Since publishing the column last week, other information has come to light about the creation of the Christmas Tree and its creator. I came across an archived article from the La Verne, Calif., newspaper about Ollie Riley, whom many of you know for his creation of the Chrondek company that became so famous for making the precision timing system. The name Chrondek is an amalgamation of the Latin words “chron” (time) and “decca” (tenths).
Riley, who worked on top-secret precision-timing devices at Pomona’s Convair plant, was enlisted by NHRA Safety Safari boss Bud Coons in the mid-1950s to help create a portable timing system. He opened his business in La Verne, at the corner of D and Second streets, not far from the Pomona racetrack.
According to the story, NHRA National Field Director Ed Eaton approached Riley in 1962 with the idea of a step-light countdown system and brought Division 1 Director Lew Bond, who owned the Dragtronics timing business, into the project. Bond and Riley then worked together to develop the first Christmas Tree.

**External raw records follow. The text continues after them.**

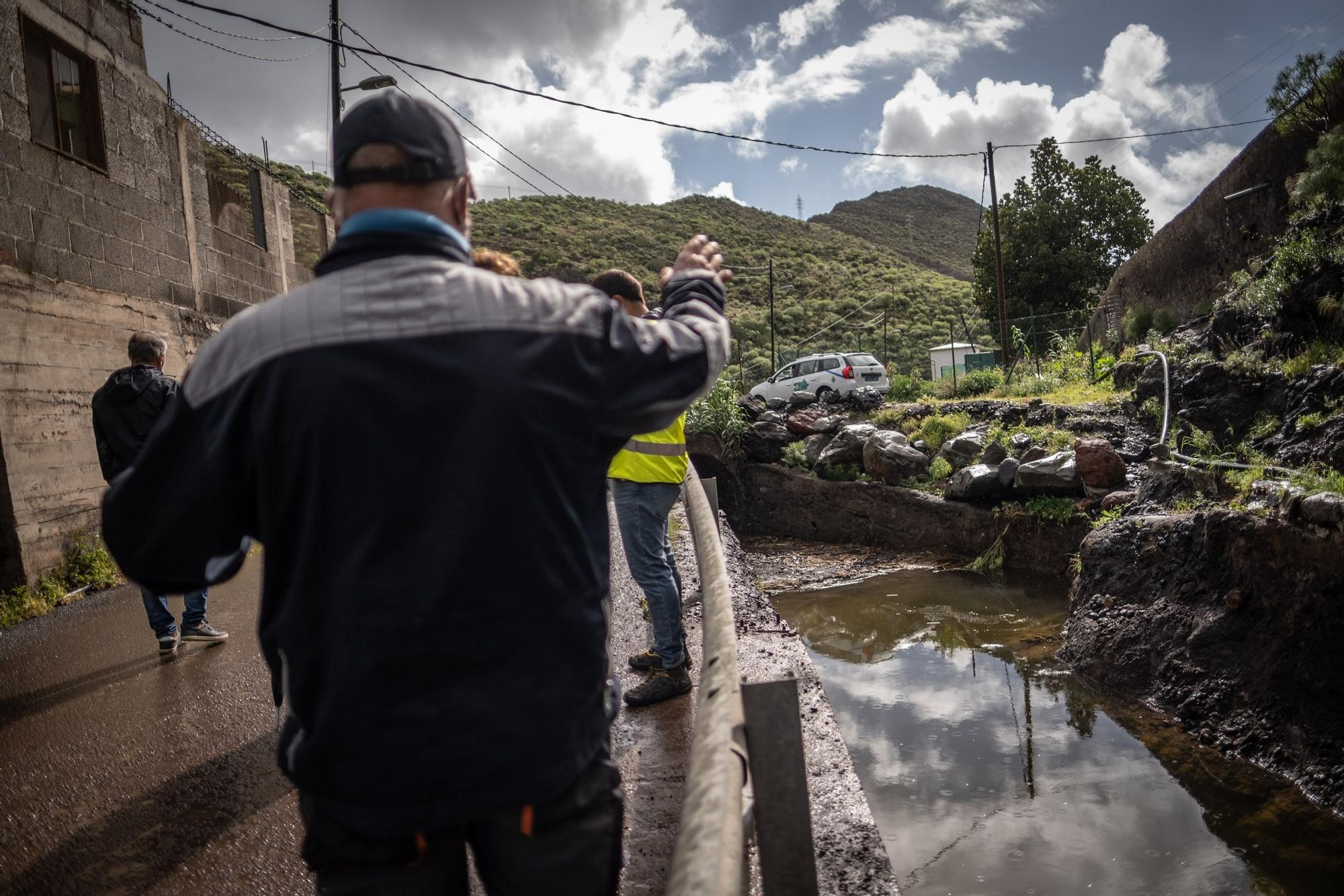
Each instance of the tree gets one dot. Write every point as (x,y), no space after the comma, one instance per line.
(1064,234)
(1307,95)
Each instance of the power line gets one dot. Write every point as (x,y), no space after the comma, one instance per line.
(218,46)
(230,34)
(648,119)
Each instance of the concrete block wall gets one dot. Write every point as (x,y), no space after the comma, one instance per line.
(88,257)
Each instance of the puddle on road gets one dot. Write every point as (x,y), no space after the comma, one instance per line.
(990,770)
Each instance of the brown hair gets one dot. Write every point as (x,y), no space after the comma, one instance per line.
(502,264)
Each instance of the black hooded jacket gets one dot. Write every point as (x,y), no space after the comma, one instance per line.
(423,448)
(126,410)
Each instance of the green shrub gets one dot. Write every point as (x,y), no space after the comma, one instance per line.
(980,382)
(1136,323)
(939,428)
(1318,353)
(796,456)
(1165,322)
(907,389)
(1056,511)
(718,414)
(87,565)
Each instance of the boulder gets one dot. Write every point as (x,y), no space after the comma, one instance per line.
(802,421)
(803,400)
(847,447)
(1033,455)
(888,457)
(866,398)
(1054,475)
(1099,465)
(976,483)
(964,449)
(814,445)
(1118,499)
(764,443)
(752,406)
(1325,508)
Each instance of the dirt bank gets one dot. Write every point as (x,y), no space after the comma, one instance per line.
(778,502)
(1229,621)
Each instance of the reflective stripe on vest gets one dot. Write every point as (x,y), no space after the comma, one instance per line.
(654,457)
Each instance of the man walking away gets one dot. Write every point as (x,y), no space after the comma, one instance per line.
(646,480)
(423,448)
(126,410)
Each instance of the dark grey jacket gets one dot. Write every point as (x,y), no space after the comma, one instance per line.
(423,448)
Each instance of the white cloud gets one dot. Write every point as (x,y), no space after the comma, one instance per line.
(1130,96)
(724,190)
(800,24)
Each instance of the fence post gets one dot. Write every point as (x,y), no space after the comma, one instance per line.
(952,342)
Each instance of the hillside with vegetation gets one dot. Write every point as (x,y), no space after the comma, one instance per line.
(929,226)
(821,273)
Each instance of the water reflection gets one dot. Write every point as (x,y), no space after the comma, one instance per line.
(990,772)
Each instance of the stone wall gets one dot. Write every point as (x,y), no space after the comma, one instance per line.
(89,257)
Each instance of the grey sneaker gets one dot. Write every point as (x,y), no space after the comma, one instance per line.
(204,632)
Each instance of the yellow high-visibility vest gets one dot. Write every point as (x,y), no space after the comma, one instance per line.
(654,457)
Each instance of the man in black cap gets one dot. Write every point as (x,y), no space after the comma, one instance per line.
(423,448)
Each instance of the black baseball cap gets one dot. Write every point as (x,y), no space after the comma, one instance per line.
(415,126)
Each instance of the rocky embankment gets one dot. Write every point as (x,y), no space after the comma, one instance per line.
(1230,621)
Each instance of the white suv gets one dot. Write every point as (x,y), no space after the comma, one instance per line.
(831,373)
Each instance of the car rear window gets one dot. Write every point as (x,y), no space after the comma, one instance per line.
(862,361)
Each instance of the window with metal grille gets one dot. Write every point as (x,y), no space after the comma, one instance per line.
(310,233)
(62,97)
(235,190)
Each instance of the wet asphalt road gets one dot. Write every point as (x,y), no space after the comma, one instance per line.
(127,773)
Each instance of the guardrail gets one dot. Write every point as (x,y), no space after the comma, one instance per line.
(709,859)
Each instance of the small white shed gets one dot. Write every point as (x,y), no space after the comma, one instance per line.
(944,357)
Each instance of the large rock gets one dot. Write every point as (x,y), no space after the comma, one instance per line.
(964,449)
(764,443)
(888,457)
(994,453)
(803,400)
(866,398)
(1099,465)
(752,406)
(847,447)
(802,421)
(1054,475)
(976,483)
(815,444)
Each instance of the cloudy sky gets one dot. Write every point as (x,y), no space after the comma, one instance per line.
(888,76)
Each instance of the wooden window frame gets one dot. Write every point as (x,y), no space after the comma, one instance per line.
(76,56)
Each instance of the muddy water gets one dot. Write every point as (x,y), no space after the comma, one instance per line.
(991,770)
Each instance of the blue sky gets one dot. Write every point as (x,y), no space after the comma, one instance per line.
(917,76)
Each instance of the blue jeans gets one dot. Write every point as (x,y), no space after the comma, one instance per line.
(162,621)
(642,514)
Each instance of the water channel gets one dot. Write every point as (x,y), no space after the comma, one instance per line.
(993,770)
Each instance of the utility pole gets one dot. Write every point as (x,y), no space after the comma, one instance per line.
(335,62)
(999,260)
(775,359)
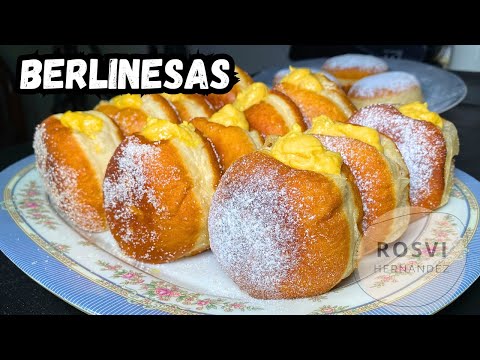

Another claim to the Christmas Tree’s creation goes to W.H. David (dah-VEED), of Lafayette, La., who was the founder and president of Pel State Timing Association, which he ran with his wife, Jayne, at the airport in Opelousas, La. (Pel State being short for Pelican State, as Louisiana is known).
According to one story, David created a traffic-signal-like device to start races that also incorporated an early handicapping system. As shown at right, the original had two separate poles both with lights, and he gave it the name Christmas Tree because the original mock-up used small glass Christmas tree lights from the 1950s.The story goes on that he then sold the rights to Riley and Chrondek, which mass-produced the Tree.
Dave McClelland, who announced for the Pel State Association and whose nationwide travel brought him into contact with many early forms of drag racing, was asked his opinion. “My personal feeling? They all could be given some props as being the originator, but, and it’s a big but, which was first? All three are widely scattered: Oliver on the West Coast, David in the Deep South, Eaton on the Eastern seaboard; most likely they were all working on it at the same time, maybe with knowledge of the other, maybe not. Communications were not as sophisticated as today. But it is ironic that all the claims of origination occurred roughly in the same time frame. As you can see, it’s almost a matter of ‘Whom do you believe?’ ”
So there you have it, as clear as bayou mud. I’m certainly not in a position to verify any of the claims, and despite a lot of research, no clear claim can be made, and many of the principals are no longer with us (Riley died in the late 1990s; not sure of David).
Regardless, I can’t imagine our great sport without its iconic Christmas Tree, no matter what form it took or may take.